98for98: The century in photographs: today 1969: Everyone's gone to the moon

Click to follow
Indy Lifestyle Online
Today, The Independent's photo-history of the 20th-century,in association with the Hulton Getty Picture Collection, brings us to 1969, the end of the Sixties in more than just a chronological sense. A hedonistic, self-confident spirit had defined the decade in which Britain finally left post-war austerity behind, but, by 1969 there were signs that the party was coming to an end.

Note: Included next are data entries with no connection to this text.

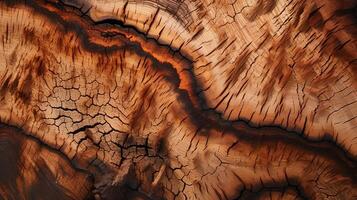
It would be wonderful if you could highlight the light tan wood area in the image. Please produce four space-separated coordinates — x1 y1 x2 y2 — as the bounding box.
0 0 356 199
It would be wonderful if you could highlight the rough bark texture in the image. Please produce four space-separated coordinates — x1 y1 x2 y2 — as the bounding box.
0 0 356 199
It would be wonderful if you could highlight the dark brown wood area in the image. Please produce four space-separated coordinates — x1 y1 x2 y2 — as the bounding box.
0 0 356 199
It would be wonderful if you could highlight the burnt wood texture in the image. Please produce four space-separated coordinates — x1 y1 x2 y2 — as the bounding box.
0 0 356 199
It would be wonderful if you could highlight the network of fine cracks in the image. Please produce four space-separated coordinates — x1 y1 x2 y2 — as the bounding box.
0 0 356 200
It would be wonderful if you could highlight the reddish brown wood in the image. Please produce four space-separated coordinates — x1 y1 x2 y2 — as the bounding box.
0 0 356 199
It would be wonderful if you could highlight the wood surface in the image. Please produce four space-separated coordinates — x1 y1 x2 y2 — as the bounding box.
0 0 356 199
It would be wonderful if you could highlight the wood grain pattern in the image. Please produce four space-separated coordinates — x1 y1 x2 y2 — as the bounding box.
0 124 92 200
0 0 356 199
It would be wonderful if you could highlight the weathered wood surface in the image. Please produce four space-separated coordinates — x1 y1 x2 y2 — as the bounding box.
0 0 356 199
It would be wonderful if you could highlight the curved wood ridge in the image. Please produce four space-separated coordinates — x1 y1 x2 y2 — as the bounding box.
0 0 356 199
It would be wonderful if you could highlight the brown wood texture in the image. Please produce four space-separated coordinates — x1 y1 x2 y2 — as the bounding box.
0 0 356 199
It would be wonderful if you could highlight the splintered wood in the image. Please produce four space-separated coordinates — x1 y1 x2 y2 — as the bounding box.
0 0 356 199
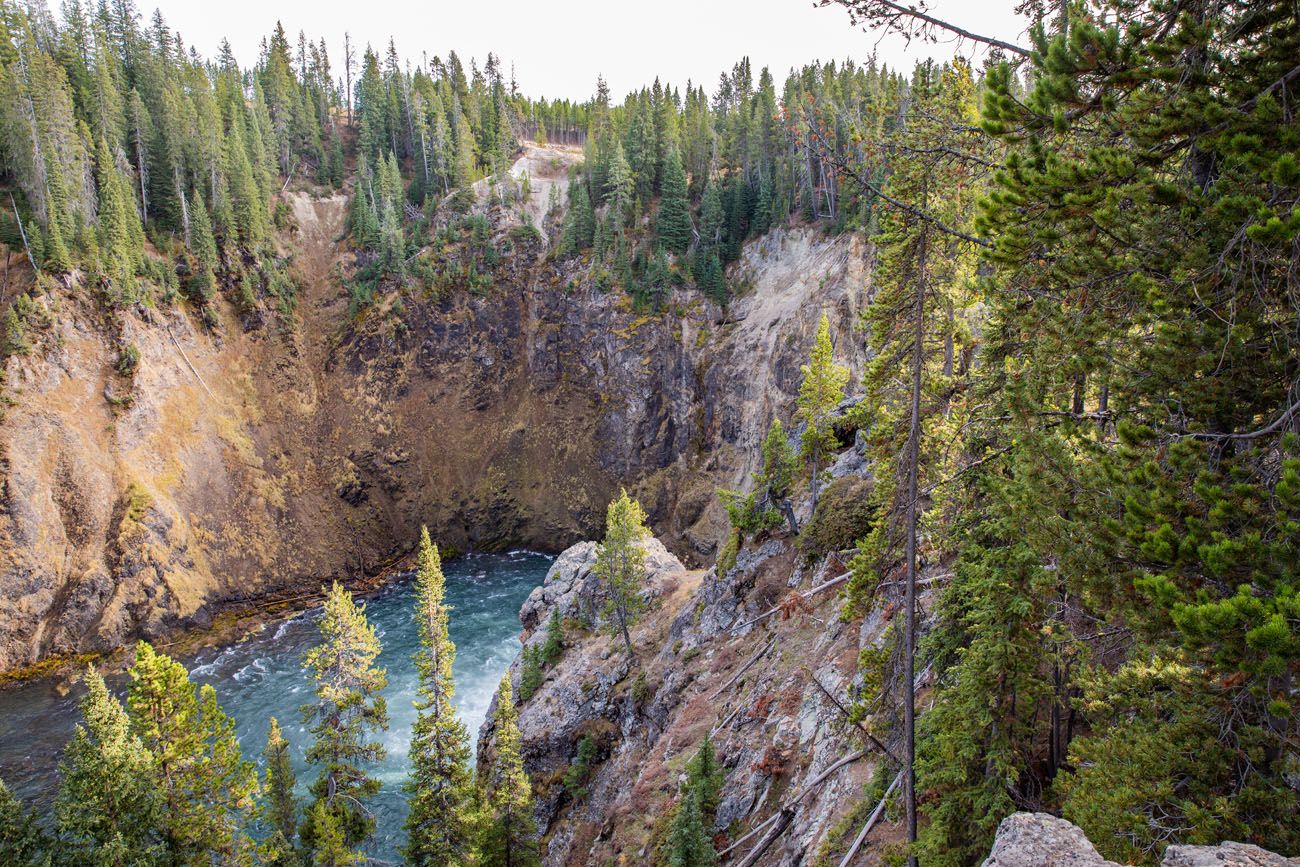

The outlandish and fantastic fashions (the model pictured is wearing false eyelashes made from fake flowers and real hair) engendered by the last few years of psychedelia were beginning to give way to the richly textured fabrics and more sombre colours typified by Biba, the trendy London fashion outlet. Within five years, Biba had grown from a small boutique to a Kensington department store. The hemline also reflected changing times. In recent years, the mini-skirt had reigned supreme, growing ever shorter as the decade progressed. 1969, however, marked the advent of the maxi-skirt, an ankle-length reaction to the mini.

The year took its toll on the 1960s' beautiful people in yet more tragic ways. Just three days before their free pop concert in Hyde Park, the Rolling Stones suffered the loss of Brian Jones, who drowned in his swimming pool. A month later, Roman Polanski's actress wife, Sharon Tate was found murdered along with four others in the couple's Beverly Hills mansion. Tate had been eight months pregnant at the time of her death. By December, police had charged the leader of a commune, Charles Manson, and a number of his followers with the brutal killings. After the year's mammoth rock concerts in Woodstock, NY, and on the Isle of Wight, it was commented that hundreds of thousands seemed to have gathered more in a valedictory, rather than purely celebratory, spirit

July heralded what was undoubtedly the biggest event of the 1960s: the day man set foot on the moon. Just before four o' clock in the morning, British Summer Time, a television audience of hundreds of millions watched as Neil Armstrong descended the ladder of Apollo 11's lunar module. The Eagle had landed after a four-day trip and was scheduled to make the return leg within 24 hours. "The surface is like a fine powder," Armstrong reported while taking rock samples. "It has a soft beauty all of its own, like some desert of the United States."